小正月の伝統行事 "道祖神まつり" の松小屋

 平成20年1月11日、高崎郊外の神社に初詣をした。その帰途、昼近くに通りかかった田舎道の脇の畑地のなかに、背丈5mほどの円錐形で、周囲を麦藁と沢山の松の枝で囲んだ小屋が建てられていた。車を止め近寄ってみると、先端に竹の葉をつけた幾本もの太くて長い竹で円錐状に骨組みをつくり、麦藁で囲み、その上を各家庭の神棚や玄関に飾ってあった沢山の正月用松飾りの松の枝で覆って、大小の縁起達磨を小屋の壁に括りつけた立派な松小屋でした。

画像は、08/1/11高崎市足門町560の天王川の森下橋の土手下で撮影。

小屋には、人が出入りできる入り口があり、中は4、5人が座れるくらいの広さで、古びた太鼓がふたつ置かれていて、大きな達磨がひとつ留守番役で、まだ誰も居ませんでした。夕方には子供達が集まって来て、夜遅くまで太鼓を叩くのでしょう。車に戻る時、畑に居た人に尋ねたところ、この松小屋は毎年正月七日に建てられ、小正月の13日の早朝、この小屋に火を放して、餅や繭玉を焼いて食べ、無病息災を祈願するどんど焼きを致しますと、話しておりました。今回、郊外で見かけた道祖神の松小屋で、私の子供時代が思い起こされました。わずかですが、その思い出話を記述します。

私の小学校入学は、昭和戦争敗戦の翌年でした。つぎはぎだらけの服と、履物は足袋と下駄で、夏は素足。食べものが少なく、空腹でした。テレビもなく、こどもはいつも外で、大勢の隣近所の餓鬼どもと日暮れまで「ベーゴマ」や竹馬で遊んだりした記憶は今でも懐かしいです。
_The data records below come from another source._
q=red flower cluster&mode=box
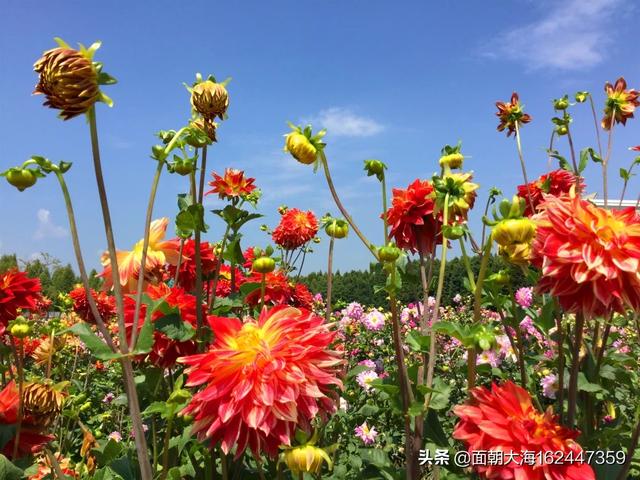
[387,179,442,255]
[453,381,595,480]
[272,208,318,250]
[532,191,640,317]
[518,168,585,217]
[69,287,116,325]
[180,306,342,458]
[245,270,313,309]
[168,238,217,292]
[205,168,256,199]
[124,284,205,368]
[0,270,42,335]
[0,380,53,458]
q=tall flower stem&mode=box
[320,150,378,259]
[325,237,335,322]
[515,121,535,212]
[129,160,165,350]
[589,94,602,158]
[54,170,116,352]
[129,127,186,350]
[602,107,616,208]
[567,312,584,428]
[467,240,496,390]
[87,105,153,480]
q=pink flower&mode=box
[515,287,533,308]
[354,422,378,445]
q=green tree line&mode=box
[300,255,527,307]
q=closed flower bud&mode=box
[33,47,101,120]
[285,132,318,165]
[491,218,536,246]
[251,257,276,273]
[2,167,42,192]
[324,219,349,238]
[438,152,464,168]
[282,445,333,475]
[191,80,229,120]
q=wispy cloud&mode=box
[303,107,384,137]
[34,208,67,240]
[481,0,622,70]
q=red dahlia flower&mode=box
[602,77,640,130]
[387,179,442,255]
[532,190,640,317]
[496,92,531,137]
[180,306,342,458]
[168,238,217,292]
[69,287,116,325]
[0,380,53,458]
[124,283,205,368]
[0,270,42,334]
[453,381,595,480]
[518,168,585,217]
[205,168,256,199]
[272,208,318,250]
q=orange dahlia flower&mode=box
[124,283,206,368]
[602,77,640,130]
[69,287,116,324]
[496,92,531,137]
[272,208,318,250]
[387,179,442,255]
[0,270,42,335]
[453,381,595,480]
[532,190,640,317]
[100,217,180,293]
[168,238,218,292]
[205,168,256,199]
[518,168,585,217]
[0,380,53,458]
[179,306,342,458]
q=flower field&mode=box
[0,39,640,480]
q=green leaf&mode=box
[132,309,153,355]
[406,330,431,352]
[0,453,24,480]
[153,313,196,342]
[69,322,122,360]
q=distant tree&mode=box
[47,264,78,298]
[0,253,18,273]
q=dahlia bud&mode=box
[33,39,115,120]
[0,167,44,192]
[364,160,387,181]
[324,219,349,238]
[186,118,218,148]
[284,123,326,165]
[191,77,229,120]
[251,257,276,274]
[575,92,589,103]
[282,445,333,475]
[491,218,536,246]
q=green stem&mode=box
[129,159,164,350]
[54,170,116,352]
[459,238,476,292]
[325,237,335,323]
[515,121,536,213]
[320,150,378,259]
[567,312,584,428]
[87,105,153,480]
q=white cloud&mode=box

私の小学生の頃、正月の三が日が過ぎ、七草になると、近所の餓鬼大将に従って、各家庭の門松を集めて、成田山の境内に松小屋を作って、町の世話役や鳶(かしら)に頼んで、太鼓を蔵から出して貰い、中で太鼓を叩きながら餅などを焼いて食べたりしました。夕方になり、小学高学年生や中学生が参加すると、囃子の音色や調子は一段と整ってくる。夜になると、大人達も参加し、夜半まで、街中に囃子が響きわたるのです。こうして、道祖神どんど焼きの前日迄を松小屋で過ごすのです。

1月13日の昼間、松小屋を解体して、使った木材と松や達磨を、どんど焼きの場所迄運んで行く。その道行きに引き出されるのが道祖神飾り屋台(花車)でした。それは、運送屋から荷車を借りてきて、その上に鉾の形に櫓(やぐら)を組み、太鼓を乗せ、周囲に幕を張り、青年達の手作りによる造花で飾って仕上げた曳山でした。木綿手拭の鉢巻姿のおじさんや子供達が、長い行列を作り、掛け声を張り上げて、町内を威勢良く飾り屋台(花車)を引き回したのでした。翌14日早朝、町内の大人と子供達は餅や繭玉、するめなどを結わいつけた桑の枝を持って、どんど焼きの場所へ駆けつけます。

この道祖神祭りのフィナーレが「どんど焼き」です。前日持ち込まれて山になっている解体した小屋の木材や正月飾りに火が放され、どんど焼きが開始されます。立ち昇る焚き火に、町の人達は松飾りやダルマ,神棚飾りなどの縁起物を投げ入れ、米の粉で作った蚕(かいこ)の繭(まゆ)の形に似た繭玉ダンゴを桑などの木の枝の先に刺したものを、同じ枝に吊した餅やスルメイカと一緒に焚き火にかざして焼き上げ、食することで、これから先の一年間の無病息災、家内安全の祈願が叶うと、信じられております。 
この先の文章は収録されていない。